The prevalence of chromosomal anomalies declines following development of the fetus. Initially, the incidence of aneuploidy in the human embryo is more than double in women with a mean age of 38 years (Kuliev et al., 2005; Gianaroli et al., 2010). Most aneuploid embryos would undergo apoptosis or be spontaneously aborted after implantation. Additionally, the incidence of aneuploidy is less than 10% at early gestational period and further declines to 1% after the second trimester (Maxwell et al., 2016). However, the structural variations of chromosomes, such as deletions and duplications, which although non-lethal are usually associated with developmental and mental syndromes, would not be reduced following the gestational weeks (Capalbo et al., 2017). Moreover, the incidence of submicroscopic chromosomal anomalies even exceeded aneuploidy in the fetuses with ultrasonically detected abnormalities at the third trimester (American College of Obstetricians and Gynecologists Committee on Genetics, 2013). Thus, high resolution chromosomal testing has gradually become routine since 2012, with the chromosome microarray (Wapner et al., 2012) replacing karyotyping as the “gold standard.” Compared to karyotyping, CMA has a significantly shorter laboratory turnaround time and lower failure rate, which is critical for patients with indications of anomalies in ultrasound results (Petersen et al., 2017). As for those women with abnormal serum screening results and advanced maternal age, complete replacement of the traditional karyotyping method by CMA is controversial (Hay et al., 2018), considering both the financial burden as well as the difficulty in detecting balanced structural abnormalities and mosaics.

Another practical approach for detection of chromosome anomalies is NIPT (Warsof et al., 2015). The rapidly evolving next-generation sequencing (NGS) technique brings a revolutionary change in prenatal diagnosis, which makes whole-genome sequencing much faster and more economically feasible. By comparing the copy number variants, NGS has shown accuracy comparable to CMA and has been applied in preimplantation genetic screening for chromosome mapping to reduce the costs (Jin et al., 2015). NIPT, a milestone in NGS technology, provides excellent accuracy for fetal diagnosis of trisomy 21 and other aneuploidies when applied for the detection of cell-free fetal DNA (cffDNA) from maternal blood.

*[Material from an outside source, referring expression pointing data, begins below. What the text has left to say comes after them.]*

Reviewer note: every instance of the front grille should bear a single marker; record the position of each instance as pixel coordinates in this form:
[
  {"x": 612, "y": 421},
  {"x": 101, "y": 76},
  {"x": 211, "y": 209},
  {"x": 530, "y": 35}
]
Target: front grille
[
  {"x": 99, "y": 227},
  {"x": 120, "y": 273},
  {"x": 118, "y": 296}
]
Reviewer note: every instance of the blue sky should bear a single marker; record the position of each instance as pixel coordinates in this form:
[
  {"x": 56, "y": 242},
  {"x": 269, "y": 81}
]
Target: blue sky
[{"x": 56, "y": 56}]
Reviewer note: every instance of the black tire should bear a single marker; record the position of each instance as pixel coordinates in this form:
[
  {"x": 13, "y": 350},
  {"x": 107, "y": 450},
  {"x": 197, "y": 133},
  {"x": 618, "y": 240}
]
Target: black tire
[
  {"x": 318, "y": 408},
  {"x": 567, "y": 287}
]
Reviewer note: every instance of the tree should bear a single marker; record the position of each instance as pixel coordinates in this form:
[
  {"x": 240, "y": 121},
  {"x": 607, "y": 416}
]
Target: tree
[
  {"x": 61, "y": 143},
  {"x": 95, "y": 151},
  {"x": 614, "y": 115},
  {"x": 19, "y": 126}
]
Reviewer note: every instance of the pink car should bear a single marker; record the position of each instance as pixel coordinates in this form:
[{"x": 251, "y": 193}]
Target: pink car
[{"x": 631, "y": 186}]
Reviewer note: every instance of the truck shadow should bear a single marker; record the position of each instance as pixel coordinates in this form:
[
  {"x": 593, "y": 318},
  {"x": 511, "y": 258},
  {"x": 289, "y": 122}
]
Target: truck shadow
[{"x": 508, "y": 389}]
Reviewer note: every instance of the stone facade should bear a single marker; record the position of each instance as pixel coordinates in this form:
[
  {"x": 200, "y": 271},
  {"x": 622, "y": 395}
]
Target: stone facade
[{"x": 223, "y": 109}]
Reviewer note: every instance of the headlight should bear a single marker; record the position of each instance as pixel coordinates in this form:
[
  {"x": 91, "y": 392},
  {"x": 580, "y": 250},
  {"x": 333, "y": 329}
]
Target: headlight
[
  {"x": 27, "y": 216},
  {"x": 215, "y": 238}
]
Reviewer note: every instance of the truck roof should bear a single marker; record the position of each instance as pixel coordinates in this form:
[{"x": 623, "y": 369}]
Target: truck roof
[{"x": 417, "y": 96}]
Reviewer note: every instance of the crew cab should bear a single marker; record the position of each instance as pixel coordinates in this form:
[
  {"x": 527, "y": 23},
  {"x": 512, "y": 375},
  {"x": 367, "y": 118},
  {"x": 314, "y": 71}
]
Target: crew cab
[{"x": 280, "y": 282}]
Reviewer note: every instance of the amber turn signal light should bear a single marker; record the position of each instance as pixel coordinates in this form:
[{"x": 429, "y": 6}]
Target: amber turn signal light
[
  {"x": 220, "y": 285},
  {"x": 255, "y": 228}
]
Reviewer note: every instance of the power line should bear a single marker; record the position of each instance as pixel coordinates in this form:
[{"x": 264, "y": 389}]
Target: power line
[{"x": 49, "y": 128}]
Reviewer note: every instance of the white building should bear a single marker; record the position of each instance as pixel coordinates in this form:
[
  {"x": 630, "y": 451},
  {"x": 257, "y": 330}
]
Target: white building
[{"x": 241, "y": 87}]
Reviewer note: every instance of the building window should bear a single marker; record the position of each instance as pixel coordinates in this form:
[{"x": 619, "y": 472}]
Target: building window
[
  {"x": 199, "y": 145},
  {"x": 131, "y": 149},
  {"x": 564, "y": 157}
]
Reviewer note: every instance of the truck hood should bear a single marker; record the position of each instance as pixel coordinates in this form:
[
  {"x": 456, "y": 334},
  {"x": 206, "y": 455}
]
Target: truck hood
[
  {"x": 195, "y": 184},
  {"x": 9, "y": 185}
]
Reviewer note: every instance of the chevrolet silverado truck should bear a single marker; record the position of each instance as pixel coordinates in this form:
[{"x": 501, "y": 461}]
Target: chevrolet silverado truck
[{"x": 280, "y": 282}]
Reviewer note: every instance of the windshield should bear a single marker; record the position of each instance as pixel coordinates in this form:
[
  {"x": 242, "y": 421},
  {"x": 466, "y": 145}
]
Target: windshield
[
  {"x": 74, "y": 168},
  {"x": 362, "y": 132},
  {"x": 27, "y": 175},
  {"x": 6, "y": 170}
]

However, cffDNA originates primarily from the apoptosis of the placental syncytiotrophoblast and does not represent the complete fetal genome, particularly in cases of placental mosaicism (CPM) (Mardy and Wapner, 2016). False positive/negative results could occur because of inefficient sequencing depth or low fetal DNA template yields (Yin et al., 2015; Xu et al., 2016). Although NIPT has been applied to detect fetal chromosomal duplication/deletion syndrome, the overall efficiency of NIPT compared to traditional karyotyping or CMA has not been elucidated (Benn, 2016; Beulen et al., 2016; Oneda et al., 2016; Rose et al., 2016). Furthermore, cases of women with diagnoses of fetal structural abnormality but normal NIPT results at early gestational weeks, requiring additional fetal karyotyping and/or CMA testing, remain debatable.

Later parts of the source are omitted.